Voice/Vision Holocaust Survivor Oral History Archive

Bella Camhi - November 18, 1999


Do you have anything you want to say for the tape. I mean, my students are going to hear some of this.

Oh, they can hear the whole thing. I just wanted to--for them to realize that it happened. It's not just saying. It happened. People were there.

You worry about deniers, Holocaust deniers. People who say it didn't happen.

I do. It upsets me. I'm not worried. But I'm uh, because I always have the fear that it's going to happen again. And I hope I'm not here. I hope I'm not here. What is there to say? It's nothing you can say, beginning or end. It was a thing nobody dreamt. Nobody. I mean, when all this started a year before. We had a lieutenant, a Greeks, big shot. He says "Aaron, leave me four, all the four kids here. You want to go, go you and your wife. Don't take the kids with you." They were all the same stubborn. Because is a lot of people who got saved. You put your skin on the, you know. You put yourself at risk, but is a lotta people who were safe without the ???. Like that cousin of mine. He didn't want me to go. He says, "I'll save my wife and I'll save you too."

But your father--your father's name was Aaron.


And your mother's name?

Mazel Tov, ???

Mazel Tov. And they decided not to leave.

No. Oh I was ready to leave it. I was ready, because my intuition was telling me uh, something bad is gonna happen. It, it happened already. And uh, because I ran away from home at fourteen. Found me a place. You know, I work. I was taking care of a arthritis person. This is why I believe maybe I caught it from her.


Then I treat a lady here in America. I says "I," the matter a fact, I go like crazy everyday. "Elsie, I did so good for you, you think you know, I think I caught it from her." But I feel very good by doing this. But in the other place uh, I have room and board, nothing but the best. The life of Riley. And I had to leave it all this to go back home with them. And not only that, they used to make up their carriage everyday and throw it with a rope down in my little sister will come back and take it for the others to take it.

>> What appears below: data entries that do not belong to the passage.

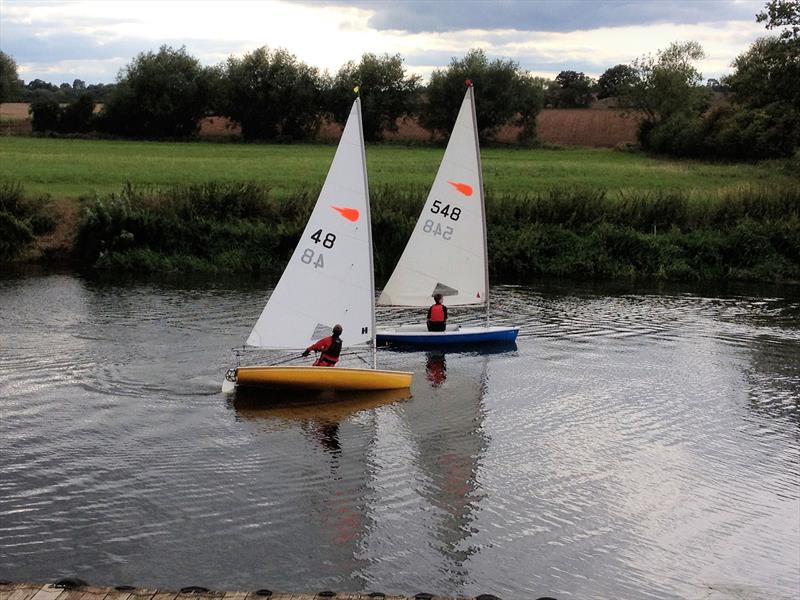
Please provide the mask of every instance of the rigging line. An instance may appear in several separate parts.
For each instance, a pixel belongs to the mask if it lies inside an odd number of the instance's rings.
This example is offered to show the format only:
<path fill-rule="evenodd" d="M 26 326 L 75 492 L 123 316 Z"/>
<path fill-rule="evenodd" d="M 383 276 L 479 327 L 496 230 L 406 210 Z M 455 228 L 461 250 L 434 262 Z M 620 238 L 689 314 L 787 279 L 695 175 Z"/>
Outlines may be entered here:
<path fill-rule="evenodd" d="M 358 357 L 358 359 L 359 359 L 360 361 L 362 361 L 362 362 L 363 362 L 365 365 L 367 365 L 368 367 L 372 366 L 372 365 L 370 364 L 370 362 L 369 362 L 369 361 L 368 361 L 366 358 L 364 358 L 364 357 L 363 357 L 363 356 L 361 356 L 360 354 L 356 354 L 356 353 L 354 353 L 354 354 L 355 354 L 355 355 Z M 372 367 L 372 368 L 374 369 L 374 368 L 376 368 L 376 367 Z"/>
<path fill-rule="evenodd" d="M 299 359 L 301 359 L 301 358 L 307 358 L 307 357 L 303 356 L 302 354 L 292 354 L 292 355 L 291 355 L 290 357 L 288 357 L 288 358 L 285 358 L 285 359 L 283 359 L 283 360 L 277 360 L 277 361 L 275 361 L 275 362 L 272 362 L 272 363 L 270 363 L 270 366 L 273 366 L 273 367 L 274 367 L 274 366 L 276 366 L 276 365 L 282 365 L 282 364 L 284 364 L 284 363 L 287 363 L 287 362 L 292 362 L 293 360 L 299 360 Z"/>
<path fill-rule="evenodd" d="M 315 355 L 318 354 L 318 351 L 314 350 L 314 354 Z M 357 352 L 357 351 L 342 352 L 341 354 L 339 354 L 339 356 L 358 356 L 358 358 L 360 358 L 364 362 L 367 362 L 366 360 L 364 360 L 364 358 L 362 356 L 360 356 L 360 353 Z M 282 365 L 284 363 L 291 362 L 293 360 L 299 360 L 299 359 L 304 359 L 304 358 L 308 358 L 308 357 L 303 356 L 302 354 L 291 354 L 287 358 L 285 358 L 284 360 L 275 361 L 275 362 L 271 363 L 271 365 L 272 366 Z M 367 363 L 367 364 L 369 364 L 369 363 Z"/>

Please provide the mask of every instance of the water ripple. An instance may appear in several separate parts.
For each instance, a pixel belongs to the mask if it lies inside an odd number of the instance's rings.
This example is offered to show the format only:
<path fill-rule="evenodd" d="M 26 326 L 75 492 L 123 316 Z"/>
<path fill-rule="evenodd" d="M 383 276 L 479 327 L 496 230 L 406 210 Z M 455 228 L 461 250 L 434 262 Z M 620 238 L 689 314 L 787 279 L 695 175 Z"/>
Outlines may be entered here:
<path fill-rule="evenodd" d="M 492 291 L 516 348 L 381 352 L 415 372 L 410 396 L 265 407 L 219 395 L 261 289 L 0 280 L 5 573 L 792 597 L 797 298 Z M 381 307 L 378 321 L 422 312 Z"/>

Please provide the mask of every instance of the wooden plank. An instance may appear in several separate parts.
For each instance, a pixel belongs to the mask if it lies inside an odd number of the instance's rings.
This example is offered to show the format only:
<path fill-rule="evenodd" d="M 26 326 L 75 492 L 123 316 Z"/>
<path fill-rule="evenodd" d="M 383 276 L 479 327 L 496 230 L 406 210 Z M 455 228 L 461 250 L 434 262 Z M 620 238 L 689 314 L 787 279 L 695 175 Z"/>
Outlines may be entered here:
<path fill-rule="evenodd" d="M 175 600 L 222 600 L 225 592 L 179 592 Z"/>
<path fill-rule="evenodd" d="M 83 595 L 80 597 L 80 600 L 105 600 L 105 597 L 108 596 L 109 588 L 87 585 L 86 587 L 82 587 L 80 590 L 75 591 L 80 591 L 83 593 Z M 66 599 L 59 598 L 59 600 Z"/>
<path fill-rule="evenodd" d="M 0 588 L 0 600 L 28 600 L 41 589 L 32 583 L 10 583 Z"/>
<path fill-rule="evenodd" d="M 32 596 L 31 600 L 56 600 L 63 593 L 63 588 L 54 588 L 48 584 L 39 588 L 39 591 Z"/>
<path fill-rule="evenodd" d="M 259 588 L 264 589 L 264 588 Z M 256 594 L 255 591 L 247 592 L 247 598 L 245 600 L 289 600 L 292 597 L 291 594 L 284 594 L 283 592 L 276 592 L 272 590 L 272 596 L 261 596 Z M 223 598 L 224 600 L 224 598 Z"/>
<path fill-rule="evenodd" d="M 131 590 L 130 600 L 152 600 L 158 590 L 150 588 L 136 588 Z"/>
<path fill-rule="evenodd" d="M 179 592 L 175 600 L 222 600 L 225 592 Z"/>
<path fill-rule="evenodd" d="M 132 590 L 117 590 L 110 587 L 86 586 L 75 590 L 55 588 L 52 585 L 32 583 L 5 583 L 0 584 L 0 600 L 326 600 L 320 597 L 319 592 L 312 594 L 297 594 L 276 592 L 272 596 L 259 596 L 251 592 L 177 592 L 169 590 L 155 590 L 147 588 L 134 588 Z M 368 593 L 337 593 L 332 600 L 376 600 L 370 598 Z M 387 595 L 381 600 L 413 600 L 409 596 Z M 457 600 L 434 596 L 434 600 Z M 461 598 L 459 600 L 466 600 Z"/>
<path fill-rule="evenodd" d="M 84 588 L 78 588 L 75 590 L 65 590 L 62 588 L 63 594 L 58 597 L 58 600 L 81 600 L 86 594 Z"/>
<path fill-rule="evenodd" d="M 132 600 L 132 592 L 129 590 L 115 590 L 108 588 L 105 600 Z"/>

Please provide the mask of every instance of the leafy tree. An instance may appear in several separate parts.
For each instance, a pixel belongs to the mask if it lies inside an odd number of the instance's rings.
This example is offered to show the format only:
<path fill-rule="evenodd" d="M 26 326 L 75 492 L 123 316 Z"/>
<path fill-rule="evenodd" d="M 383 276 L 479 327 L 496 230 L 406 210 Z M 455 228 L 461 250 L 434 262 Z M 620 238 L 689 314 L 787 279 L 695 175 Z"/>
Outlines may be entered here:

Things were tough. [pause] Yeah.

And how long have you, have you lived here?

Forty-four years, going on forty-five.

In this--in Oak Park?

Right here.

It's a nice place.

I love this house. I love this house. I loved it when I saw it. Uh, this house was uh, built from scratch like they say. And we believe to put a, a, an eye, a witch's eye you know, and garlic and a pa...package of sugar when you dig the ground.


???, you know. But this is what they do when they have a baby. The put a--when Jack bought a house and it was not on ??? I gave him the same thing. Uh, an evil eye.

Evil eye. Keina hora.

Keina hora, you know.


And I, I have one too, I wear it too. And uh, forty-four years. In December coming uh, it's going to be forty-four. Love this place. I wish I could move it someplace else. Where do you live?

Oak Park.

Oak Park where?

Oak Park Boulevard.

Oh, are you between uh, church or the other?

We're almost in Ferndale.

Oh that far out.

Yeah. Twenty-seven years.

Well, you're a Spring chicken.

Thank you.

I told you look how many younger a year--listen, I been there. I was fifty too. [Laughing]

We should stop there, I think. Thank you very much.